There is little dispute among horror fans who the father of the zombie apocalypse is—George A. Romero. The late director left behind a series of beloved films in his “Of the Dead” series, beginning with Night of the Living Dead and extending to other installments such as Land of the Dead, Dawn of the Dead, and many more. According to an exclusive at SYFY Wire, Romero’s legacy will now continue in comic form, thanks to his son George C. Romero and Heavy Metal. The Rise, according to the younger Romero, is “not a prequel” but a self-contained story that will take place at the beginning of the zombie apocalypse seen in Night of the Living Dead.

The writer/filmmaker was hesitant to enter the world his father created but decided about a decade ago to try his hand at a zombie story.
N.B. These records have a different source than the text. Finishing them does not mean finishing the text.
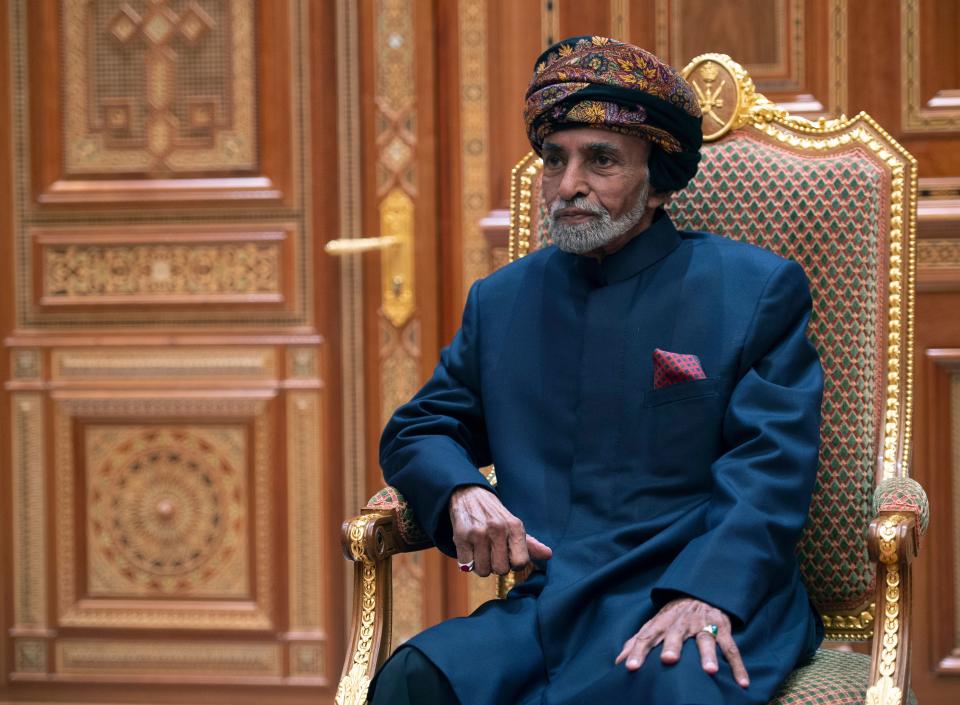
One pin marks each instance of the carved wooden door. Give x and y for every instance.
(171, 424)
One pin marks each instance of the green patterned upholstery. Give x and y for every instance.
(901, 494)
(825, 213)
(830, 678)
(389, 500)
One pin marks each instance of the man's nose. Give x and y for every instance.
(573, 183)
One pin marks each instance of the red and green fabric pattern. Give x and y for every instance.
(901, 494)
(824, 213)
(830, 678)
(389, 500)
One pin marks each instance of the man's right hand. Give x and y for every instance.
(487, 534)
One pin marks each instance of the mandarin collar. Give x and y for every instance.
(646, 248)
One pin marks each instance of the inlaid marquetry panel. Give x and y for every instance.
(247, 265)
(164, 512)
(955, 484)
(172, 364)
(28, 491)
(157, 86)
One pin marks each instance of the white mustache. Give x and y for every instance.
(580, 203)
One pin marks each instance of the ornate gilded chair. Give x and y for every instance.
(839, 197)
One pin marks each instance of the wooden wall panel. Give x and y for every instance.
(795, 50)
(159, 102)
(171, 483)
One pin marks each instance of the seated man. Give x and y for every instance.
(652, 406)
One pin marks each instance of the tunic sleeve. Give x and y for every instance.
(434, 443)
(763, 482)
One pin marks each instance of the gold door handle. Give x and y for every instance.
(357, 245)
(397, 284)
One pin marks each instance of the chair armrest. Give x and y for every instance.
(385, 527)
(893, 542)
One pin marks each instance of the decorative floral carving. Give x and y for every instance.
(167, 511)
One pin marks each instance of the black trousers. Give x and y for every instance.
(409, 678)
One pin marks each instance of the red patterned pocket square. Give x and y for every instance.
(671, 368)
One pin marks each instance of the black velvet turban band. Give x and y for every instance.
(600, 82)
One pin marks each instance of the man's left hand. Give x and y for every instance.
(677, 621)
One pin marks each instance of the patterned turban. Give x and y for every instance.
(600, 82)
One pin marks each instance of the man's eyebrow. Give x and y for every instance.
(596, 147)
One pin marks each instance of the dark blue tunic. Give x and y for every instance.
(700, 488)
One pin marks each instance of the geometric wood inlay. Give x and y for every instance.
(167, 511)
(159, 86)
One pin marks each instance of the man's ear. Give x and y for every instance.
(656, 199)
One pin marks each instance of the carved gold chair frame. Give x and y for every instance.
(729, 103)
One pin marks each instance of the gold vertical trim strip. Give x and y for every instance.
(305, 515)
(395, 96)
(29, 511)
(349, 167)
(474, 137)
(955, 486)
(661, 35)
(549, 22)
(620, 20)
(837, 62)
(915, 117)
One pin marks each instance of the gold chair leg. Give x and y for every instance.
(368, 540)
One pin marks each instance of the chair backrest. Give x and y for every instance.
(839, 197)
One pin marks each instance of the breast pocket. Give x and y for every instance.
(682, 391)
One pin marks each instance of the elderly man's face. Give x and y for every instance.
(596, 185)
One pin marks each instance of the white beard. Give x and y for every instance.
(580, 238)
The initial script for The Rise had a few false starts. Nothing felt right for Romero, especially if it meant compromising his vision. The story remained in stasis until Heavy Metal CEO Matt Medney and the writer connected during a recent virtual convention and chatted about projects.

“When I saw the The Rise poster in the background of his video. I was like, ‘What is that?’ He told me, and I was like ‘Send this to me immediately,'” Medney told SYFY Wire.

Now, the tale will be published as a graphic novel. Chapters will be serialized over several issues of the magazine before the single edition will be collected.

“It was that fluid, it was that organic,” Medney said. “It really is just two legacy brands figuring out how to gel.”

Still in initial stages, the book has yet to have a full creative team, but the buzz has already started.

“Matt has come on the Indie Brigade podcast and both of our respective fanbases are so engaged it’s not even funny,” Romero explained, noting the connection between the publication and his father’s legacy. “In the ‘80s, if you had a copy of Heavy Metal and you had a VHS of Night of the Living Dead, that was like your street cred.”

“When my father released Night, there were people in the United States government saying that filmmakers like him… they’re dangerous,” Romero added. “It’s why I started my whole tagline: ‘Films used to be dangerous.'”

Romero continued, “There’s a reason kids used to hide that magazine from their parents. It wasn’t just because they would get in trouble. It was because their parents were scared of the fact that this whole new generation of independent thought was being formed.”